Thursday, July 28, 2005

The Dangers of Pencils

Fate has dealt me a hand of two artistic kids. They love to draw and are pretty decent at it which is further evidence that I am not their real mother. They'll draw on anything but are especially enticed by interesting looking paper. They crowd around available paper like other kids would the Tickle-Me Elmo display during the 2000 Christmas season. There have been small fights and struggles over the custody of particularly long grocery store receipts, the clean white back of which might inspire a really long comic strip. This hoarding of paper products has continued despite the fact that we have reams upon reams of computer paper. Apparently, the receipt paper heralds formerly unconsidered possibilities.

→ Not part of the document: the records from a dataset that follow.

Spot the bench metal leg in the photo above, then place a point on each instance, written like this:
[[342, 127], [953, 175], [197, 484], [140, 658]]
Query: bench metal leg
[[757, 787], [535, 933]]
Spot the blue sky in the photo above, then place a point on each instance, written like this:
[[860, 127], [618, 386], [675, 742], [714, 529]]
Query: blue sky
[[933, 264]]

The quantity of drawings my children produce results in primal screams from entire forests when one of them picks up a pencil. To my youngest, drawing is like playing with toys. She draws a scene, interacts with it (complete with sound effects) and then draws subsequent scenes. Inevitably, the final scene involves some kind of explosion.

My oldest is thirteen and loves to draw her typical teen attitude in picture form. All of the things she might be afraid to say aloud are pumped into drawings of surly teens insulting the casual observer. Born an animal lover, she used to draw puppies and horses but now draws a variety of mythical creatures including and especially fire-breathing dragons. Symbolic? She's 13.

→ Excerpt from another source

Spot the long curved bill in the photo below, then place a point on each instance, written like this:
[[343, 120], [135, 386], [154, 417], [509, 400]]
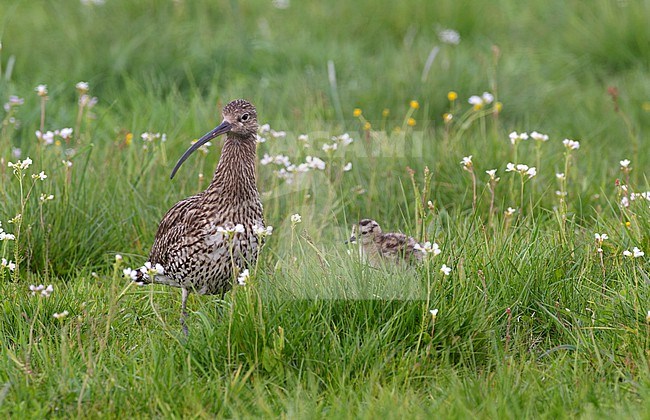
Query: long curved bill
[[224, 127]]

While these kids can depict a variety of life-like objects on paper in recognizable form, they cannot legibly scrawl out their names. The irony of this is not spared on me, who can't draw anything except stick figures, but can manage legible handwriting. My next-door-neighbor whose kids are artistic has said the same of her children.

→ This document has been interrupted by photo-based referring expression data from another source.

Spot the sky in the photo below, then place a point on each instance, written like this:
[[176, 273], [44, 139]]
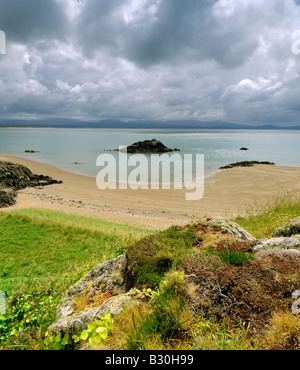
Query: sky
[[230, 60]]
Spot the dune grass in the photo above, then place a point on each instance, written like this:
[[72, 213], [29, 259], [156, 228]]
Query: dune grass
[[260, 221], [42, 253]]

I am still amazed by some of the pictures thrust in front of me by my progeny considering that I can't really draw except through a long process of deliberate copying involving an overhead projector and a mound of tracing paper. I can craft, sure, but that's not art. While my kids seem artistic, I guess that makes me craftastic.

I have heard that these kinds of kids might be more visual-spatial in how they think about the world and that this trait is often shared by related children. It could be true. However, I concur with another of my neighbor's statements about her artistic kids -- they were born with pencils in their hands. That would certainly have explained the c-sections.

They have said that every decision it is possible to make could spawn an entire universe -- that every decision has been made in some alternate universe. Peanut Butter Captain Crunch or Frankenberry? Poof, an extra universe in which my tastebuds actually prefer the Frankenberry splits off from this one and all of the decisions I make in that universe are based upon my berry over peanut butter preference. Maybe, in that universe, I would have bought the Thunderbird instead of the Monza (yeah, I know) as my first car.

What if this alternate universe theory also involves drawings? What if every drawing spawns an entire universe revolving around that drawing? Then are whole societies born on the premise of merhorses or orange people with elastic tentacles erupting from their heads; entire social and political systems which revolve around the conflicts between giant sentient robotic forms of kelp and dinosaur-like insects? Does that make us the absurd form of some child's imagination that was looked upon by some mother who chuckled at her child's drawing and then stuck it up on her refrigerator?